The hash re-index system goes even deeper. As soon as these sub-pages fill up and individually contain more than [hash_page_size](../README.md#hash_page_size) records, *another* re-index event occurs, on the specific page, and sends values even deeper down the index hole. But in subsequent re-indexes, different MD5 digest characters are used.
For example, with two levels of indexing, the `bsanders` record would be relocated to this page:
```
data/users/data/3/2.json
```
This now uses the first 2 characters of the key's MD5 digest, in hexadecimal format.
And the previous `users/data/3.json` page is converted to a `hash_index` record (just like what happened with `users/data.json` on the first-level re-index):
```js
{
"type": "hash_index"
}
```
This re-indexing process can continue virtually indefinitely, theoretically up to the full 32 hex characters of the MD5 digest. There is effectively no limit to the number of keys (well, 2^128 keys max), but things definitely slow down in the millions, and filesystems run out of [inodes](https://en.wikipedia.org/wiki/Inode) at a certain point.

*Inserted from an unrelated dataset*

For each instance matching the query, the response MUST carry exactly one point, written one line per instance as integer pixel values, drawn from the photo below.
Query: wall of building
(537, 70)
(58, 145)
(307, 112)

If keys are deleted from a hash, an "un-index" event may also occur, which is literally the reverse of a re-index. The affected sub-pages are all deleted, and the remaining hash records, if any, are gathered together in a parent level.
Note that all re-index and un-index operations are automatic and happen in the background, so your code doesn't have to worry. Locking is always used, so there is no chance of data corruption.